Il commento di Arthur Peake alla Bibbia
Ebrei 3:7-16
Ebrei 3:7 a Ebrei 4:13 . Con questo avvertimento il confronto tra Cristo e Mosè si trasforma in un'esortazione, basata suSalmi 95:7 . Questo salmo riguarda la casa o comunità di cui Mosè era il capo e le sue lezioni sono applicate alla casa della nuova alleanza.
L'antico popolo di Dio ha perso il suo destino a causa dell'incredulità, ei cristiani devono stare in guardia contro un pericolo simile. Dopo aver fatto la sua citazione, lo scrittore procede a spiegarla con il suo consueto metodo di allegoria. Innanzitutto ( Ebrei 3:12 ) indica il solenne avvertimento che ci è impresso dall'apostasia dell'antico Israele.
Il pericolo dell'incredulità è sempre presente, ei cristiani non devono mai stancarsi di accendersi l'un l'altro a una fede più grande; poiché l'incredulità è un peccato insidioso, e cresce su di noi prima che lo sappiamo ( Ebrei 3:12 s). Il salmo parla di un'opportunità che ci viene offerta oggi, e per l'autore dell'epistola questa parola ha un significato speciale.
Vuole essere profetico di quell'intervallo di tempo che è ancora rimasto prima che Cristo ritorni nella gloria. I lettori sono esortati a fare buon uso di questo intervallo, che sta rapidamente passando. Se sapranno conservare per questo breve tempo la fede con la quale sono entrati nella vita cristiana, avranno la certezza del loro posto tra il popolo di Cristo ( Ebrei 3:14 s.
). Il salmo suggerisce l'ulteriore riflessione ( Ebrei 3:16 ) che nessuno può presumere di ritenersi abbastanza al sicuro dal pericolo di allontanarsi da Dio. Coloro che si ribellarono nel deserto non erano altri che il popolo eletto, che aveva sperimentato la grande liberazione. Caddero tutti nel peccato e furono condannati a vagare nel deserto per quarant'anni, finché tutta la loro generazione perì. Dio aveva deciso che entrassero nel Suo riposo, ma alla fine il Suo proposito fu frustrato. E furono loro stessi a perdere il riposo promesso con la loro disobbedienza.
È stato ipotizzato dall'insistenza sui quarant'anni ( Ebrei 3:9 ; Ebrei 3:16 ) che lo scrittore collegasse questo periodo in modo speciale con il suo pensiero di oggi.
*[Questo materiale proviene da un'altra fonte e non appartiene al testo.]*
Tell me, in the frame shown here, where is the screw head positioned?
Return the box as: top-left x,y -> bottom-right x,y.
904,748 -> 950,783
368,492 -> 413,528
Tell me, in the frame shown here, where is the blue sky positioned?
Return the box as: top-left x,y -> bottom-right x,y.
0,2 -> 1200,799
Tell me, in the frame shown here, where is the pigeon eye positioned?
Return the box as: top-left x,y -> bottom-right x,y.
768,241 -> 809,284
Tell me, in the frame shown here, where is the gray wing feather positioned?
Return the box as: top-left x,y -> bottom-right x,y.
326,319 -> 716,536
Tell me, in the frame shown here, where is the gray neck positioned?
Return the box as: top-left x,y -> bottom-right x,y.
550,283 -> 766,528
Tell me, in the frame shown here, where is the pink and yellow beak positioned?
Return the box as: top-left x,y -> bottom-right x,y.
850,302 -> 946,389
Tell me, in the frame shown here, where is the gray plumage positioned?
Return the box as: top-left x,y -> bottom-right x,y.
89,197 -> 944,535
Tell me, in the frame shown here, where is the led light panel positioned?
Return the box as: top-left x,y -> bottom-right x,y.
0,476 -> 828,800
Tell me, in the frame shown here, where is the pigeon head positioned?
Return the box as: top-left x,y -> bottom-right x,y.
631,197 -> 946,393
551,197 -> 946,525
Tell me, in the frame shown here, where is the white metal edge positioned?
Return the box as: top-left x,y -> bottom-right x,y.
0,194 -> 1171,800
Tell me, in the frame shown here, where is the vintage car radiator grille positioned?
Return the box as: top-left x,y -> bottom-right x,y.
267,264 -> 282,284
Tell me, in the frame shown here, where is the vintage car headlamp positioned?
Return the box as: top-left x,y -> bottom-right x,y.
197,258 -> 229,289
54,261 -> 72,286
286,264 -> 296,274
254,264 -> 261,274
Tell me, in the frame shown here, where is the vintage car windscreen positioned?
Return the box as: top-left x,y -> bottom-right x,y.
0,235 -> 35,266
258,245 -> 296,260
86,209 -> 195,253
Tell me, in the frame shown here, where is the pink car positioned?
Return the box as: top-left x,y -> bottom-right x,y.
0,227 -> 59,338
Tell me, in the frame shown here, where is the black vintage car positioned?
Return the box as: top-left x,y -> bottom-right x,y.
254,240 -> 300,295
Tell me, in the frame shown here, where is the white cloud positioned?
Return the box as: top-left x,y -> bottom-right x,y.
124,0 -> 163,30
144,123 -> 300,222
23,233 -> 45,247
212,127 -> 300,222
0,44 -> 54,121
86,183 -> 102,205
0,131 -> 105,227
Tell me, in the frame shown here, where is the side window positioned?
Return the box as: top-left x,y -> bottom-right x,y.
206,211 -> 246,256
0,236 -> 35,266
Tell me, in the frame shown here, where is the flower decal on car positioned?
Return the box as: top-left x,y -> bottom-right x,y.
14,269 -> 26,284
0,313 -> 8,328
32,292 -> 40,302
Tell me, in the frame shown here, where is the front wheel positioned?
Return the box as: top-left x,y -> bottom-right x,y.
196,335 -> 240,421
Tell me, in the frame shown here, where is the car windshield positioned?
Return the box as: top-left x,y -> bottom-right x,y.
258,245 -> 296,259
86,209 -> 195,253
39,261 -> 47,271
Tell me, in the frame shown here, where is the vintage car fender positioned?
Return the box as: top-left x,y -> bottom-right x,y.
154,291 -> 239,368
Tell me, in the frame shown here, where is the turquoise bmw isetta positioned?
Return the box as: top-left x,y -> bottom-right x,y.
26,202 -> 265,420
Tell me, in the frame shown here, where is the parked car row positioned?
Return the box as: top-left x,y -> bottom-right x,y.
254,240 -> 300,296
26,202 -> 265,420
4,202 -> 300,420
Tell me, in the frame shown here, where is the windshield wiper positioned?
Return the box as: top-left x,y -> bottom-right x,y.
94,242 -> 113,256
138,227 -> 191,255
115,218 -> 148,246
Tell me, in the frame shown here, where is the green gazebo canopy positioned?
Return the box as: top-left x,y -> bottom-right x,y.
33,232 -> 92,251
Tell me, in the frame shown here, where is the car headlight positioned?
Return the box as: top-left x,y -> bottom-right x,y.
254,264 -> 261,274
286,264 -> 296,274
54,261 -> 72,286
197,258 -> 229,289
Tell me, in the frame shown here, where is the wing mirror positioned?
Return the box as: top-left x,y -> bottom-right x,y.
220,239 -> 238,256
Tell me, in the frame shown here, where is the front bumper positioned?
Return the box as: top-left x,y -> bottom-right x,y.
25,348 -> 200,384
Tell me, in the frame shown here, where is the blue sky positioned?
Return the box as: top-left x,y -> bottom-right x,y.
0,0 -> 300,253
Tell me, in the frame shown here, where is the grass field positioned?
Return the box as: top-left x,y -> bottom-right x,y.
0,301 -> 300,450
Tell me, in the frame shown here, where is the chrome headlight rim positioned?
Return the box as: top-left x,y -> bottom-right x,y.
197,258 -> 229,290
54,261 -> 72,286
L'intervallo che sarebbe trascorso tra la morte di Cristo e la sua seconda venuta doveva corrispondere a quel periodo di quarant'anni che Israele aveva trascorso nel deserto.
Ci sarebbe quindi una particolare urgenza nel suo avvertimento, poiché l'intervallo di quarant'anni doveva essere prossimo alla fine prima della prima data che può essere assegnata all'epistola. Ma la congettura, sebbene possibile, non è molto probabile. Se lo scrittore avesse voluto imprimere ai suoi lettori che potevano calcolare il tempo della venuta di Cristo mediante l'analogia con AT, avrebbe preso qualche mezzo per rendere più definito il suo pensiero.